Pixel e o Pó (A Epidemia da Tela)
(Batida de rap mais cadenciada e reflexiva, com um toque de Jazz e um scratch lento de fundo, criando um clima de observação.)
Verso 1 (O Zoom Cego)
O sol nasceu, mas ninguém notou a paleta,
Trocamos o azul do céu pela luz da gaveta.
A vida virou story, e a rua, um palco digital,
Onde a conexão é Wi-Fi, mas o laço é fatal.
Caminhamos zumbis, plugados na distração,
O trágico acontece, e a primeira mão é a de gravação.
O like vale mais que o pulso, o share mais que a ajuda,
A compaixão deletada, a alma tá muda.
Viramos espectadores da própria existência,
Isolados no meio da mais alta frequência.
A bolha é de vidro, mas a grade é invisível,
O algoritmo nos guia, o controle é previsível.
Perdemos o tato, o cheiro do verde, o sentir,
A máquina nos dita o caminho, nos impede de ir.
Refrão (A Tela e o Vazio)
Desliga essa tela! O mundo não é um feed,
O coração esfriou, a vida virou print em alta speed.
Eles te vendem a bolha, a verdade tá no chão,
Olha pro lado, tem gente de carne e osso pedindo atenção.
A beleza tá lá fora, no pássaro que canta,
Mas o chip na cabeça o pensamento planta.
O pixel virou Deus, e a gente, só marionete,
Viver é a arte que esquecemos nesse tablet.
Verso 2 (O Menu Controlado)
Não é só o celular, o controle é maior e sutil,
Vem na tela da TV, no jornal que o governo construiu.
Ditam o que você veste, o que você deve falar,
E o mais assustador: controlam até o que você vai levar
Pra dentro de casa, pra dentro da barriga.
O prato de comida que é só química e intriga.
O rótulo bonito, o veneno que tá embutido,
Enquanto a indústria fatura, o povo tá iludido.
O fast-food nos doma, a pressa nos engole,
A saúde vira plano, e a doença nos acolhe.
Não percebemos a teia, o sistema voraz,
Estamos sendo alimentados de controle e de gás.
A revolução não vem no post, ela vem na mesa,
Quando você para e questiona toda essa certeza.
Refrão (A Tela e o Vazio)
Desliga essa tela!

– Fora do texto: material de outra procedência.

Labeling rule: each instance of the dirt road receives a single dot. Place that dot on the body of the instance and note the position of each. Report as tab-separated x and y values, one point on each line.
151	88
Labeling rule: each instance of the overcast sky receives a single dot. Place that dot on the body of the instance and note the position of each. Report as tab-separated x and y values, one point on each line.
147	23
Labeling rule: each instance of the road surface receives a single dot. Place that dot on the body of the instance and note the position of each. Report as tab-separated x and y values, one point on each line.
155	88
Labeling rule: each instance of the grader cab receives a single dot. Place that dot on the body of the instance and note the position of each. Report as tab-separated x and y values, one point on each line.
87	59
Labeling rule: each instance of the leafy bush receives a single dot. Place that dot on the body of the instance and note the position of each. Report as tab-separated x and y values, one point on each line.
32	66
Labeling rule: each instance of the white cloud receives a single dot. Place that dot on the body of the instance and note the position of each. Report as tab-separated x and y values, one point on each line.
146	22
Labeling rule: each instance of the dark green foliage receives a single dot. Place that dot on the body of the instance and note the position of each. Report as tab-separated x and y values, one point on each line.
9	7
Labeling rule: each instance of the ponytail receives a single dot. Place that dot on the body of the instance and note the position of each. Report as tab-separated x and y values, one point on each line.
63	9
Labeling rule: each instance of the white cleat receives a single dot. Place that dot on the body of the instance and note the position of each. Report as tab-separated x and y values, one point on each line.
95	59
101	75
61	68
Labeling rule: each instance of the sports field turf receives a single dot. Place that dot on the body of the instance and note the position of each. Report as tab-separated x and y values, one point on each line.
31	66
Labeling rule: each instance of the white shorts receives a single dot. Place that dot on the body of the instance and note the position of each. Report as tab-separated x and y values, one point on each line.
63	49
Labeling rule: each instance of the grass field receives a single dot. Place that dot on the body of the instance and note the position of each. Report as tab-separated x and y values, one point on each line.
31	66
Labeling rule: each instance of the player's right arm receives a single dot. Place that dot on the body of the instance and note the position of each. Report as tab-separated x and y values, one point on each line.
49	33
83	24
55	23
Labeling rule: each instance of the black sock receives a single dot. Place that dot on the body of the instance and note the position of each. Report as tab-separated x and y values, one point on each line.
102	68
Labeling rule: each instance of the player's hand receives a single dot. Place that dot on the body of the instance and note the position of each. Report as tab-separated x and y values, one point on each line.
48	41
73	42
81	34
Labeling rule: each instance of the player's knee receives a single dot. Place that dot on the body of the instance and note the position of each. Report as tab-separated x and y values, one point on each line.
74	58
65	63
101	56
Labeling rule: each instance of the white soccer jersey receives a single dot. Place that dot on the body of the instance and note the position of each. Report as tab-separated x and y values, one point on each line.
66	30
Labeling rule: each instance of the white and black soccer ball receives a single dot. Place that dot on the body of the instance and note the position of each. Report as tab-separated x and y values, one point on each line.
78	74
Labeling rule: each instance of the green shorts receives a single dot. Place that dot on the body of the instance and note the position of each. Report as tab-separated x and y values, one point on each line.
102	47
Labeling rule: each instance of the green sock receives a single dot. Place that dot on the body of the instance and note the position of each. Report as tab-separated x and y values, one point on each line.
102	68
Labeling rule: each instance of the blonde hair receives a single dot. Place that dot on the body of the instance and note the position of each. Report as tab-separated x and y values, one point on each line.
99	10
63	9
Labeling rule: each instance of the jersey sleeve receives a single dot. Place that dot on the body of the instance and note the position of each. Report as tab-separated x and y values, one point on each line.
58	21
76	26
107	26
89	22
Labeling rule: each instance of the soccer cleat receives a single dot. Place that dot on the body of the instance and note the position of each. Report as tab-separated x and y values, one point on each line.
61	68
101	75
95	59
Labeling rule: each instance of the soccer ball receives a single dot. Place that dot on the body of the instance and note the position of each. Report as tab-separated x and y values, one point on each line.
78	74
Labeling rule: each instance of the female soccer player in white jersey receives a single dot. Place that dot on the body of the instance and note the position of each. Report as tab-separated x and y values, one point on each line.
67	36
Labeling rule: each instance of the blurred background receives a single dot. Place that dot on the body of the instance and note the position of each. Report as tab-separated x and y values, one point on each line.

O mundo não é um feed,
O coração esfriou, a vida virou print em alta speed.
Eles te vendem a bolha, a verdade tá no chão,
Olha pro lado, tem gente de carne e osso pedindo atenção.
A beleza tá lá fora, no pássaro que canta,
Mas o chip na cabeça o pensamento planta.
O pixel virou Deus, e a gente, só marionete,
Viver é a arte que esquecemos nesse tablet.
Ponte (O Despertar)
Quebra o ciclo, olha a lua, sente a brisa no rosto.
A verdade é de graça, não tem preço ou custo.
A salvação é voltar ao básico, ao humano, ao simples,
É trocar a tela fria pelo abraço que vimples.
Não deixe que o download apague seu instinto,
Seja a falha na matriz, o código distinto.
Refrão (A Tela e o Vazio)
Desliga essa tela! O mundo não é um feed,
O coração esfriou, a vida virou print em alta speed.
Eles te vendem a bolha, a verdade tá no chão,
Olha pro lado, tem gente de carne e osso pedindo atenção.
A beleza tá lá fora, no pássaro que canta,
Mas o chip na cabeça o pensamento planta.